The IoT business' growth decelerated on a year-over-year basis as the macro challenges and supply constraints disrupted the auto market, but its revenue actually rose sequentially in the second quarter as some of those headwinds weakened. It expects its IoT revenue to rise 9%-17% for the full year. Over the long term, it expects IVY -- the cloud-connected automotive AI platform it co-developed with Amazon Web Services (AWS) -- to further drive the segment's growth.

As for BlackBerry's licensing business, it continues to shrink following the sale of a large chunk of its patent portfolio to Key Patent Innovations (KPI) earlier this year. That sale significantly boosted its licensing and other revenue with an initial cash payment of $170 million in the first quarter of fiscal 2024, but investors shouldn't count on that tiny segment to offset the slower growth of its cybersecurity and IoT businesses over the next few quarters. 

BlackBerry believes that from fiscal 2023 to fiscal 2026, it can grow its revenue at a compound annual growth rate (CAGR) of 12%-15%, driven by a 9%-12% CAGR for its cybersecurity business and 18%-22% CAGR for its IoT business. However, I believe that long-term outlook seems a bit too bullish relative to its recent growth rates.
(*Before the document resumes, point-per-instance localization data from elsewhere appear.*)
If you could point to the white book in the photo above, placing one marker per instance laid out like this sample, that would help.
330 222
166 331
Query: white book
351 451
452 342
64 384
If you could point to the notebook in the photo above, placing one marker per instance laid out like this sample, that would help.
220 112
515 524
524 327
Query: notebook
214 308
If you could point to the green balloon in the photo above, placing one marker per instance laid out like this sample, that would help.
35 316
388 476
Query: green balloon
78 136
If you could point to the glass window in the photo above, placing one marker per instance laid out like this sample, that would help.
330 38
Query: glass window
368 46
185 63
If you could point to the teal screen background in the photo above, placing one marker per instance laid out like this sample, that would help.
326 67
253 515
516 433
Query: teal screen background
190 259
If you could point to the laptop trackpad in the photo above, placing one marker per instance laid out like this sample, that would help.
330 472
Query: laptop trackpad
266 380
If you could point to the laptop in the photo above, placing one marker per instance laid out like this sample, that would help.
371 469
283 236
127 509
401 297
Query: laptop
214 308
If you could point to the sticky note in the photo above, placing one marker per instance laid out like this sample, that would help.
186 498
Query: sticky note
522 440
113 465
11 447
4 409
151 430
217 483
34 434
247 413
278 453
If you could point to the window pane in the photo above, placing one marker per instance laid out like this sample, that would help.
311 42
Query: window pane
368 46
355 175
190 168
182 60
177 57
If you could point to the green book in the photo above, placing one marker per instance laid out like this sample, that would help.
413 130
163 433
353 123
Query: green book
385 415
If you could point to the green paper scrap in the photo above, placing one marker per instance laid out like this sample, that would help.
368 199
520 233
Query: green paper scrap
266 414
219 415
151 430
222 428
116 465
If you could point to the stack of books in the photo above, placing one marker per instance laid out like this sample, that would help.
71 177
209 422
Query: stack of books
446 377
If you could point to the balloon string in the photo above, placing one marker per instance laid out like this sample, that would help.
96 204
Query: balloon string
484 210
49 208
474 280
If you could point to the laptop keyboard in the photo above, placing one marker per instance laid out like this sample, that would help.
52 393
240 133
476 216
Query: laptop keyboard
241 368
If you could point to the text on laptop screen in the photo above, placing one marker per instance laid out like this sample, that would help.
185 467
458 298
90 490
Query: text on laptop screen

Its gross margins are stabilizing, but its stock isn't cheap

On the bright side, BlackBerry's adjusted gross margin expanded 130 basis points year over year and 1,640 basis points sequentially to 64.4% in the second quarter. That expansion was entirely driven by its rising IoT gross margins, which suggests QNX still has plenty of pricing power in the automotive market.

However, that could change over the next few years if more automakers adopt Alphabet's (GOOG 1.51%) (GOOGL 1.51%) Android Automotive OS or the open-source Automotive Grade Linux (AGL) instead of QNX. According to S&P Global Mobility, QNX's share of the automotive market could plummet from 14% in 2022 to just over 5% by 2027.

Analysts expect BlackBerry's revenue to rise 36% in fiscal 2024, but a lot of that growth will be driven by its one-time gain in licensing revenue in the first quarter. After lapping that gain, they expect its revenue to drop 15% to $730 million in fiscal 2025. With an enterprise value of $2.7 billion, BlackBerry still trades at four times next year's sales.

That EV/Revenue ratio might seem low compared to Palo Alto Networks or CrowdStrike -- which trade at nine and 12 times this year's sales, respectively -- but both of those cybersecurity leaders are growing faster and generating stable profits.

Is it the right time to buy BlackBerry?

It's easy to see why the bears shrugged at BlackBerry's latest report. Its core businesses are still struggling, and it's reiterating ambitious growth targets that seem unrealistic in this difficult macro environment. It's also glossing over its competitive threats in the cybersecurity and IoT markets. So for now, investors should steer clear of BlackBerry's stock.